Brown is seeking a comeback after losing his re-election bid in 2024. Husted was appointed by Mike DeWine to replace Vance. That gives the November contest a rare mix: an elected senator trying to return, and an appointee trying to keep the seat for his party.
Democrats Target Four Seats
Chuck Schumer has placed Ohio among four Senate seats Democrats are prioritizing in their effort to retake control of the chamber. The race is expected to be high-profile and expensive in November’s midterm elections, and the main Senate Republican Super Pac has announced plans to spend $79m in Ohio.

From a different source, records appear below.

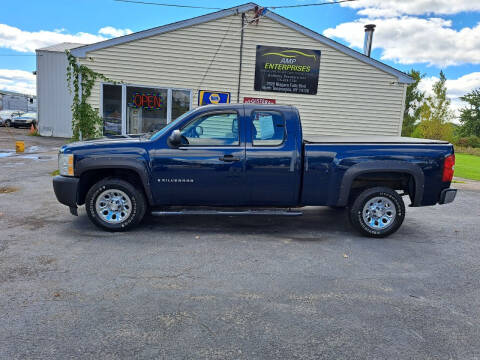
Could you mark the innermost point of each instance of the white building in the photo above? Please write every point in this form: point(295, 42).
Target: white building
point(16, 101)
point(236, 55)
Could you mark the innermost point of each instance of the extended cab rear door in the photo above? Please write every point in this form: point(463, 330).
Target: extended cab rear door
point(273, 156)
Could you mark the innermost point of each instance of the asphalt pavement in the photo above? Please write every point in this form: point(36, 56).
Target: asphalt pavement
point(210, 287)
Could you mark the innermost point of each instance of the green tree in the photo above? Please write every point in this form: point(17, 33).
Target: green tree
point(413, 103)
point(470, 115)
point(435, 114)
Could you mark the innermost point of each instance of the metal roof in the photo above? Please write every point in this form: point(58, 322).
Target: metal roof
point(83, 50)
point(13, 93)
point(61, 47)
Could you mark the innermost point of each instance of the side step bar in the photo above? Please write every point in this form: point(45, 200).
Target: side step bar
point(272, 212)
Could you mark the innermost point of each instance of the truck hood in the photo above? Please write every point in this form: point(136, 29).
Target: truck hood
point(103, 142)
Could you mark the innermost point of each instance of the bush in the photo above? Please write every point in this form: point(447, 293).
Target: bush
point(469, 141)
point(471, 151)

Ohio has backed Donald Trump all three times he was on the ballot, and by increasingly wide margins. Democrats are hoping Trump administration unpopularity will help them expand their seats in a congressional delegation that now has five Democrats and 10 Republicans.
Other Ohio Contests
Tuesday also produced the Republican choice in northwest Ohio’s House race, where Derek Merrin was selected to face Marcy Kaptur. Kaptur is the longest-serving female member of the House, and her Toledo-centered district became more conservative under new maps approved by a state redistricting commission last year.
Kaptur lost to Merrin in 2024 by fewer than 2,400 votes. In the governor’s race, Vivek Ramaswamy won the Republican primary to succeed DeWine, and Amy Acton won the Democratic nomination. Those races add to an Ohio ballot that will draw attention beyond the Senate contest alone.